In international law and the practice of international politics, partitioning countries is generally seen as a bad thing and something to be avoided almost always. So with Europe's newest independent country, Kosova. Some have suggested that the country should be partitioned by giving to Serbia the northernmost strip of Kosova's territory, where ethnic Serbs are in the majority. This has been rejected by Kosova's leadership, and it is unlikely that the international players who count will take up this idea.
However, partitioning Serbia by taking the province of Kosovo and letting it become an independent state seems to be less problematic, at least to the major Western powers. The idea seems to be that Serbia under Milosevic essentially alienated itself from Kosovo by systematically oppressing its people and launching a campaign of outright ethnic cleansing prior to and during the NATO bombing campaign of 1999. This looks a bit like international law being made on the hoof, and it will be interesting to see whether highly oppressed regions of the world start having their independence from their oppressors recognized. The evolving principle does at least suggest in the Kosovan case that if the new state ultimately fails to protect the civil and personal rights of its ethnic Serbs, then they will have a legal right to have their majority areas secede and reintegrate with Serbia.

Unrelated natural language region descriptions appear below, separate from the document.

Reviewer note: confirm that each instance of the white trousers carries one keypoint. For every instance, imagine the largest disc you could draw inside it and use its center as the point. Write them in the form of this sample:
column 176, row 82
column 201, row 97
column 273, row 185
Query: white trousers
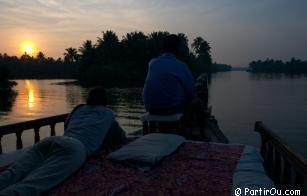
column 45, row 165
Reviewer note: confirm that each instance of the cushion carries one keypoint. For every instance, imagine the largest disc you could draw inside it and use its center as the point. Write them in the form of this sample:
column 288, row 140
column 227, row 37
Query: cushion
column 150, row 148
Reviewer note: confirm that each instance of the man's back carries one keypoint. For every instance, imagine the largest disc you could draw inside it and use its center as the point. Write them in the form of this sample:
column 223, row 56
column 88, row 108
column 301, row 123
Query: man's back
column 169, row 83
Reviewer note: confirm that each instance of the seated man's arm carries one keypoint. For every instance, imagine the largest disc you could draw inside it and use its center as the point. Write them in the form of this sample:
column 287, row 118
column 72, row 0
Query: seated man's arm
column 188, row 83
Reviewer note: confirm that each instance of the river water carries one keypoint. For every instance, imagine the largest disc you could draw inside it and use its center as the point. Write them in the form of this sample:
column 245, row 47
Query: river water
column 238, row 99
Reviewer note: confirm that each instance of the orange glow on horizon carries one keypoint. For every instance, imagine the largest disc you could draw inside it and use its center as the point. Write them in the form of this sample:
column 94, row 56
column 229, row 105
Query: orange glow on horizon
column 27, row 47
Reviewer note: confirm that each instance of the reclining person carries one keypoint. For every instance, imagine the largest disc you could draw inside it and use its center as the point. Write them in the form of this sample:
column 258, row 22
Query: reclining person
column 53, row 159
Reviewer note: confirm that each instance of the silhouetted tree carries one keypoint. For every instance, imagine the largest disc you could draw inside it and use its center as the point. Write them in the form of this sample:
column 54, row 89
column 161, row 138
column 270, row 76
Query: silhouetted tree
column 40, row 57
column 203, row 56
column 71, row 55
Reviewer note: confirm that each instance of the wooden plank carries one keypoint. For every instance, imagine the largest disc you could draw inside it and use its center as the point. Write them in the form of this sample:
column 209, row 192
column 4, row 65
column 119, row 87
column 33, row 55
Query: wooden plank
column 293, row 168
column 12, row 128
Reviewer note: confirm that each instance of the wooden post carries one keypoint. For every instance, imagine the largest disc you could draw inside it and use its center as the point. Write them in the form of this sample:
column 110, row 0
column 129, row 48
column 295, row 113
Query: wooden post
column 19, row 140
column 145, row 127
column 36, row 134
column 0, row 145
column 52, row 129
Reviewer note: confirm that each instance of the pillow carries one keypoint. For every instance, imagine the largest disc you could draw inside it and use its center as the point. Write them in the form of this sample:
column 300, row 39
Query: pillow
column 150, row 148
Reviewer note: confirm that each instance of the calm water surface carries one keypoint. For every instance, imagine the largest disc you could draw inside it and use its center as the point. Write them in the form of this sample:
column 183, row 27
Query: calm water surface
column 238, row 100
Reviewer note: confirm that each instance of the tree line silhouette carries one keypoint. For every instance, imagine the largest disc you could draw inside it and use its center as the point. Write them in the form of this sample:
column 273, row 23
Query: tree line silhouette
column 39, row 66
column 294, row 66
column 124, row 62
column 111, row 61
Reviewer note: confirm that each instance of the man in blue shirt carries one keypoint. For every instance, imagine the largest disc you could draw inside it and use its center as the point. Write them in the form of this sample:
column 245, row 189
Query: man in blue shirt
column 169, row 86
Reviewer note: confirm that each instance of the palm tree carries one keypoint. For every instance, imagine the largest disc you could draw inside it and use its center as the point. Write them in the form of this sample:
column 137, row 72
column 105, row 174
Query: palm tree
column 108, row 47
column 40, row 57
column 71, row 55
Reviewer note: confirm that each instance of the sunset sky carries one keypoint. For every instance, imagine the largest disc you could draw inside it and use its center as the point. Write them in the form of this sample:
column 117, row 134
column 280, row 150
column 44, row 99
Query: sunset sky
column 239, row 31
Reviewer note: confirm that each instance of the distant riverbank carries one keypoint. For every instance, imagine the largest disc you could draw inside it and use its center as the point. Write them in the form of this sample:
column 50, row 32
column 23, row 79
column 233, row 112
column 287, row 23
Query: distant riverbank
column 238, row 100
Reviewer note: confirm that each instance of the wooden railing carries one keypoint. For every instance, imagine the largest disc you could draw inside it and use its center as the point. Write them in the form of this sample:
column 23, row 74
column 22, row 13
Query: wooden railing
column 19, row 128
column 287, row 169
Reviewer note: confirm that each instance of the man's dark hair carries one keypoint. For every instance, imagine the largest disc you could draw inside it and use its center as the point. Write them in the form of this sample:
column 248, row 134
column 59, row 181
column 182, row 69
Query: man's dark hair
column 97, row 96
column 171, row 43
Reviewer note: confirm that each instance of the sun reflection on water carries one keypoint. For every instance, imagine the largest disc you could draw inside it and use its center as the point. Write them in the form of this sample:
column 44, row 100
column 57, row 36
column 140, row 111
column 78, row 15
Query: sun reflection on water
column 31, row 96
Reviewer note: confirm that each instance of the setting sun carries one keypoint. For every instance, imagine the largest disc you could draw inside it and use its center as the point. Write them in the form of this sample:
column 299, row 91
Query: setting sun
column 27, row 47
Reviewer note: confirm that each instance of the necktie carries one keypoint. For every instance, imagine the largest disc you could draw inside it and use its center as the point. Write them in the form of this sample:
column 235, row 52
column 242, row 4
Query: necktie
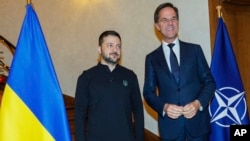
column 174, row 63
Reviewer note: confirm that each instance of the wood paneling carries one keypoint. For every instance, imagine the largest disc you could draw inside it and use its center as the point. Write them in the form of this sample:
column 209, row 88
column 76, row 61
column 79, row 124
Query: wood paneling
column 237, row 19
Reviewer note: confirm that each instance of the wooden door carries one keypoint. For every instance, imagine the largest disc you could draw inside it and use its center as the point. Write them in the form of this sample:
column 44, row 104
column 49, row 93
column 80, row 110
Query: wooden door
column 236, row 14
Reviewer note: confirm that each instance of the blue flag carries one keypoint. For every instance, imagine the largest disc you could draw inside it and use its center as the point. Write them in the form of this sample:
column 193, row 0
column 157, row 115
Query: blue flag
column 229, row 106
column 32, row 107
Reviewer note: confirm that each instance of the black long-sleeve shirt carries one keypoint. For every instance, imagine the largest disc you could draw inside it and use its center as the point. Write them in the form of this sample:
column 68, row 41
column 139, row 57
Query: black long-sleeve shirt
column 108, row 100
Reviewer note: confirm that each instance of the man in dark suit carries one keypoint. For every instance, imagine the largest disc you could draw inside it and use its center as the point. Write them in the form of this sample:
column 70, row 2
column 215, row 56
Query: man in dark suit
column 108, row 97
column 180, row 93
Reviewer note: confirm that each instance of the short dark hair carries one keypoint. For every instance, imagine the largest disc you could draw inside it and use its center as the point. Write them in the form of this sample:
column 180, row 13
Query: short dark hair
column 107, row 33
column 163, row 5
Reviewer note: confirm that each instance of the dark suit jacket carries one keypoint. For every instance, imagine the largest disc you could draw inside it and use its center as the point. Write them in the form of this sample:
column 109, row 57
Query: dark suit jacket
column 196, row 82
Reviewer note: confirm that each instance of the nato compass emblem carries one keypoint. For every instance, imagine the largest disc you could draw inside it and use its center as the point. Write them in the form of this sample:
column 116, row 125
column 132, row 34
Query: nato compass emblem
column 228, row 107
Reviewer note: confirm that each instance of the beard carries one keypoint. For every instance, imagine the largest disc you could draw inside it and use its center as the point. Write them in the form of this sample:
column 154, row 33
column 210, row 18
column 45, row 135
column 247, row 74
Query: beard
column 110, row 60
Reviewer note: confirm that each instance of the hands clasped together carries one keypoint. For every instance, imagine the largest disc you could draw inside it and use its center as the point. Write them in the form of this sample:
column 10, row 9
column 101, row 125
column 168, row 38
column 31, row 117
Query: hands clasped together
column 188, row 111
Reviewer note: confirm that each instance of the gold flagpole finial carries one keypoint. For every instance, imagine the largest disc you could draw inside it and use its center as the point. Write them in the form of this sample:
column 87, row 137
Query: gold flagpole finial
column 219, row 11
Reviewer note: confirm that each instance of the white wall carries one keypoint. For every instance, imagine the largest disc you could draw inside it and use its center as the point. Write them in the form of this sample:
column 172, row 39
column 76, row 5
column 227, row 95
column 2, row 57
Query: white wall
column 72, row 28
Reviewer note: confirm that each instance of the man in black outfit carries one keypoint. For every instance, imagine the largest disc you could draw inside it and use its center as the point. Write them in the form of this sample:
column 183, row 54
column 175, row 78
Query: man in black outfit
column 108, row 96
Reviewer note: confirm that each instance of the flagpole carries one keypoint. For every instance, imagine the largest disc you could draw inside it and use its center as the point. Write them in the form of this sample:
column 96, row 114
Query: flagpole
column 219, row 11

The Kosovan leadership are perhaps mindful of the extent to which their state's legitimacy hangs on it managing to be a country for all its citizens. Prime Minister Hashim Thaci and President Fatmir Sejdiu have both pledged to end discrimination against ethnic Serbs; symbolically, their pledge was delivered in both Albanian and Serbo-Croat. But such talk is cheap, and plays well in Western Europe. Anecdotal evidence suggests that in much of Kosova you would be in danger of literally being killed if you were heard speaking Serbo-Croat in public. Kosova's leaders may face an uphill battle to integrate the country's Serbs into Kosovan life.